Tuesday, August 9, 2011

The Time to Buy Stocks, Real Estate Is Now

Uh, oh! The stock market is heading downhill—again—and housing prices are still at near all-time lows. Lowering the U.S.’s credit rating and those of mortgage lenders Fannie Mae and Freddie Mac means home interest rates are going to start heading up, and soon.

Panicked traders are saying, “Sell, sell, sell.” The markets are taking a tumble so pull your money out and head for the hills. Take a loss and save what you’ve got left.

So what should the smart American to do? The answer is one simple word: buy.

Basic economic theory says to “buy low, sell high.” The good news about cycles is that they go down, like they are now, then go back up. Sure, it may take years before the housing market returns to its pre-crash levels, but it will get there.

Take a look at two facts and the logical conclusions you can draw from them.

Fact 1: People need places to sleep. Whether they own or rent is not as critical as having a place to live. If you can afford to carefully research and buy property, then keep it for a few years, you will see a profit.

Fact 2: Just because the stock market takes a dump does not mean the companies listed on each exchange are suddenly worse off than they were before the crash. Look at the underlying numbers behind individual companies. If a particular firm looks solid, and their projections have merit, even if the firm’s stock price is low, then buy it. You might find yourself making a hefty profit in a month or two, maybe a year or longer.

Even though now is a great time to buy stocks and real estate—I have portfolios with Merrill-Lynch and Morgan-Stanley—understand these two cautions before plunking down a single dollar:

1. There are serious risks so don’t invest any money you can’t afford to lose. If you think you can buy a home in Las Vegas, Nev. today and sell it for a profit before your next mortgage payment is due, you are in for a rude awakening.

2. Your profit and risk reduction is directly proportional to the amount of research you do.

Before buying property, take a close look at the area. Get answers to these questions first or you may lose your investment.

Questions to ask are:

· Why would someone choose to live here, wherever “here” is?

· Are there enough jobs to support the people already living “here”?

· What is the economic outlook for both more jobs being added or a major employer canning everyone and sending its workforce overseas?

· What types of housing are most depressed in this particular area? What makes the most sense to buy? Suggestion: detached single family homes and condos/townhouses work well initially as rentals. Should property values recover enough, you can sell them.
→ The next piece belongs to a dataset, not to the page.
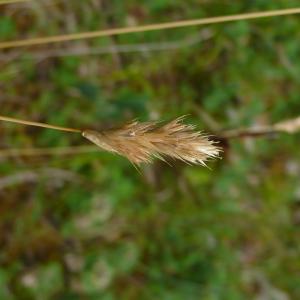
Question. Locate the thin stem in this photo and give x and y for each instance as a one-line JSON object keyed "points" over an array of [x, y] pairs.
{"points": [[37, 124], [12, 1], [143, 28], [70, 150]]}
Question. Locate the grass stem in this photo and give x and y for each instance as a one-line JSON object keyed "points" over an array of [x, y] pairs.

· Are there “things” (such as schools, shopping and recreation) that make this area more attractive than somewhere else?

Before buying stocks, take a close look at the company. Does it have a solid financial base? Does it have a logical plan for future growth? Most importantly, is there a demand for its products and will that demand increase or decrease?
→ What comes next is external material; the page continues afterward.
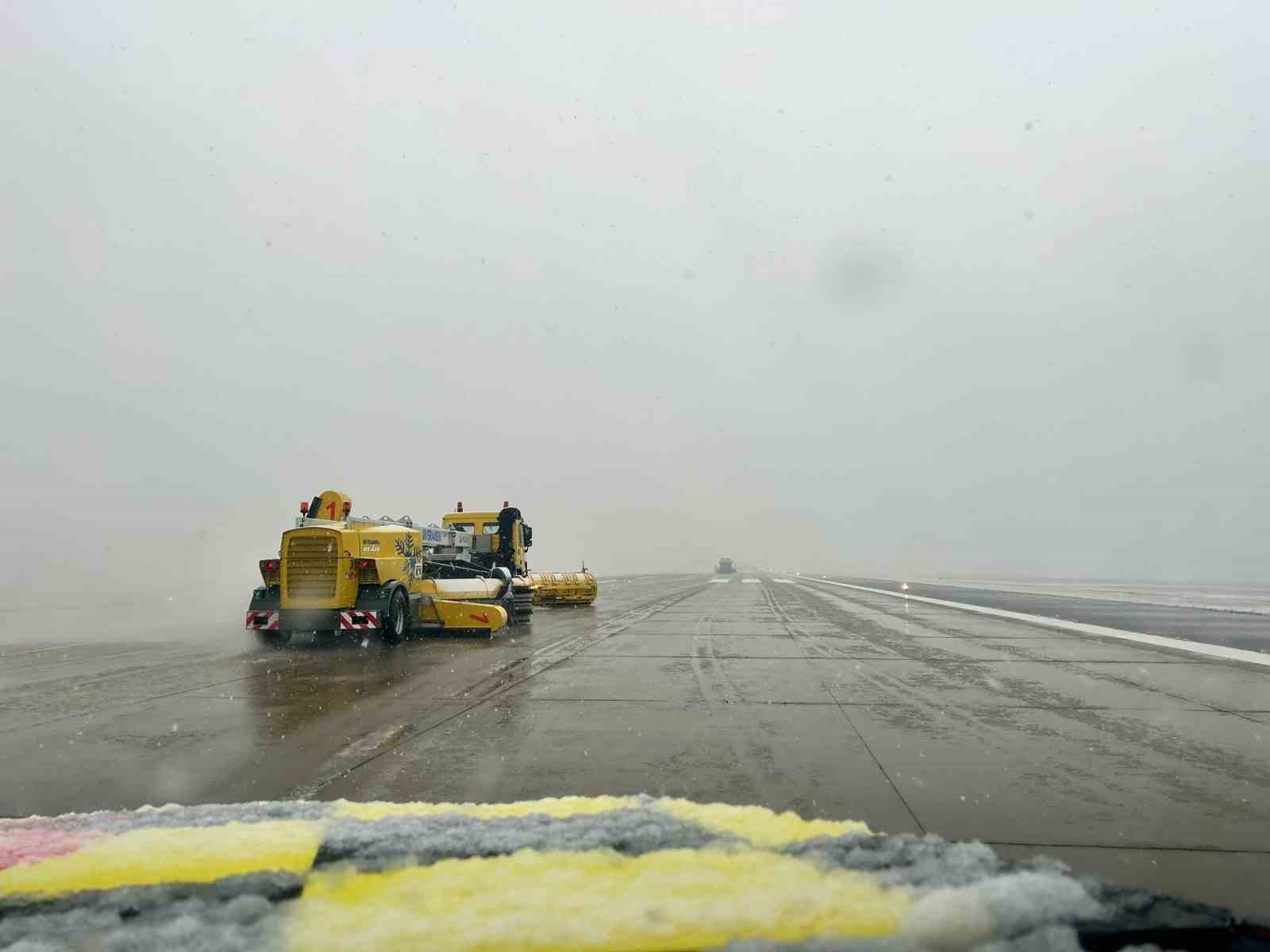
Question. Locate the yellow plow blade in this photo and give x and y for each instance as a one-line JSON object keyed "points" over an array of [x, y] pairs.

Every product has a cycle that starts when word first gets out about it, when it hits the streets, when it gets glowing reviews, when sales start to level off, and when the next new product comes out. Savvy investors get in early then either bail out before the end or, if the company has a track record of producing innovative products, stay with the firm for the long haul.

DISCLAIMER: The author is NOT a financial expert but does have a mortgage, IRA and investment portfolio. These suggestions are based strictly on logic, elementary economic education and experience. The author does not suggest ANYONE invest without clearly understanding that they could lose their entire investment.